Serum paraoxonase 1 (PON1) activity is thought to be a potential biomarker for the severity of CVD (13). In addition, elevated serum PON1 activity levels are thought to be protective against cardiac diseases in the general population (14). In the course of inflammation, the serum amyloid A (SAA) content of high-density lipoprotein cholesterol (HDL-C) increases, whereas apolipoprotein AI (apoAI) and PON1 decrease (15). Serum PON1 activity seems to be regulated by inflammation and oxidative stress-related molecules associated with SAA regulation in humans (16). The combined use of SAA and PON1 may serve as an index that plays the role of a surrogate marker of dysfunctional HDL-C in inflammation and oxidative stress conditions. Apolipoproteins bind lipids to form the lipoproteins that transport the lipids through the lymphatic and circulatory systems. Apolipoprotein B (apoB) is the primary apolipoprotein in low-density lipoprotein cholesterol (LDL-C), which is responsible for transporting cholesterol to tissues. Apolipoprotein AI, the major protein component of HDL-C, expresses its anti-atherogenic properties by transporting cholesterol from the tissues to the liver (17). It has been suggested that the anti-atherogenic and anti-inflammatory properties of apoAI are due to inhibiting the production of cytokines by monocytes and macrophages (18). Elevated lipoprotein A (LpA) levels are considered to be a causal risk factor for atherosclerosis and CVD 19, 20, 21.

Dehydroepiandrosterone sulfate (DHEAS) is an androgen precursor hormone secreted in the adrenal glands under the dominant regulation of adrenocorticotrophic hormone (ACTH). It is thought that low DHEAS levels in SH are due to the chronic suppression of ACTH (22). Indeed, low serum DHEAS levels are usually found in chronic inflammatory and atherosclerotic diseases.
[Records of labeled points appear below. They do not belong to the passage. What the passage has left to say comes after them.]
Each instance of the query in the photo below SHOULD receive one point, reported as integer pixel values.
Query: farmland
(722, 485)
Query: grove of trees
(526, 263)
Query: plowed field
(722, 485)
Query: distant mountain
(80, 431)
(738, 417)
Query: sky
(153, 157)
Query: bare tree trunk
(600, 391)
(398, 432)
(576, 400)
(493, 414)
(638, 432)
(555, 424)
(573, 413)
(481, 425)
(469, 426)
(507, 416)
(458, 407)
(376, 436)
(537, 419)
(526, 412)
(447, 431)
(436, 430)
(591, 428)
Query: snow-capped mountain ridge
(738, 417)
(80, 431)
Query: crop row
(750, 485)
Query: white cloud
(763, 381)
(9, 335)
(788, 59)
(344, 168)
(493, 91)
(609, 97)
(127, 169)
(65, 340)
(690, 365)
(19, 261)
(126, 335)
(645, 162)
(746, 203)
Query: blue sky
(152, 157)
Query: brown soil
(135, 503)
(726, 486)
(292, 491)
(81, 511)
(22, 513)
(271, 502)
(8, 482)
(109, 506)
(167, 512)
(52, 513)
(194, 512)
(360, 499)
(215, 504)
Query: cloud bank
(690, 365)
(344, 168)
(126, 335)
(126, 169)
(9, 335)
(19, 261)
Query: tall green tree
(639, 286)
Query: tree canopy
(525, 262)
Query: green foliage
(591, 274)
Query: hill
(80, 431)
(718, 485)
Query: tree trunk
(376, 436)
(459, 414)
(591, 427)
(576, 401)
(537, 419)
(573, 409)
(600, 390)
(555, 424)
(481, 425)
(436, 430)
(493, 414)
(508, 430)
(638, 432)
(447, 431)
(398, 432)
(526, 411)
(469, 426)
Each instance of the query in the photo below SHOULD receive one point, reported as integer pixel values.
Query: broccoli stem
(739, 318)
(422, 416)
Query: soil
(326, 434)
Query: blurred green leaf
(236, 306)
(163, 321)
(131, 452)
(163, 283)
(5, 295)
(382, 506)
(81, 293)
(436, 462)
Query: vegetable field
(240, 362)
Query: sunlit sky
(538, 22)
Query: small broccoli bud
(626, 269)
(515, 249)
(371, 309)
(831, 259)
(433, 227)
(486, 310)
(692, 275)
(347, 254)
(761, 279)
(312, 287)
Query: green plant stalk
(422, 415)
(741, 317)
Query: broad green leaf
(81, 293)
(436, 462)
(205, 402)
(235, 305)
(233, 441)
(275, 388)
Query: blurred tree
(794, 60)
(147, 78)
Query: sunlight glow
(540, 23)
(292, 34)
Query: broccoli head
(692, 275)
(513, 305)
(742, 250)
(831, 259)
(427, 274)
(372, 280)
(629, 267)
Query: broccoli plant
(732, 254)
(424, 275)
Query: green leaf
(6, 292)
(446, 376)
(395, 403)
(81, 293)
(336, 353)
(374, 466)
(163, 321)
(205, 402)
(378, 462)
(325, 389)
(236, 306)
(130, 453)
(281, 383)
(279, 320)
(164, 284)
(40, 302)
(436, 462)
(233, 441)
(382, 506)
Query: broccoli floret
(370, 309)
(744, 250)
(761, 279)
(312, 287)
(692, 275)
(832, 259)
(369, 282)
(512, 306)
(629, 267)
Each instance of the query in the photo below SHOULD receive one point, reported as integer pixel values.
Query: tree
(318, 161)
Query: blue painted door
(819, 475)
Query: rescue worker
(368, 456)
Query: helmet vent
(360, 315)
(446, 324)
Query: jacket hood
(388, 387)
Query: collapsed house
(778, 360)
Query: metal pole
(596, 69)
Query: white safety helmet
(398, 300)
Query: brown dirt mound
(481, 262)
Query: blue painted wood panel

The underlying biological pathway through which DHEAS plays a direct role in the pathogenesis of subclinical vascular disease remains unclear, but it is believed that DHEAS inhibits the migration and proliferation of cells inside the vascular wall, causing vascular smooth muscle cell apoptosis and thus reducing vascular remodeling after injury (23). Some studies have described potent inverse relations between DHEAS levels and insulin resistance and carotid intima–media thickness 24, 25. In a women's health study, low DHEAS levels were related to an increased risk (>two fold) of CVD mortality (26).

Metabolic disorders accompanying subclinical atherosclerosis are common in the general population; therefore, it is difficult to conclude whether is there any contributory relationship between AI and metabolic disorders. In this study, we aimed to investigate markers of chronic inflammation, such as serum SAA, PON1 activity, apoAI, apoB, LpA levels, lipid profile, and DHEAS levels, in NFAI and SH patients to determine the potential subclinical atherosclerosis risk in these patients.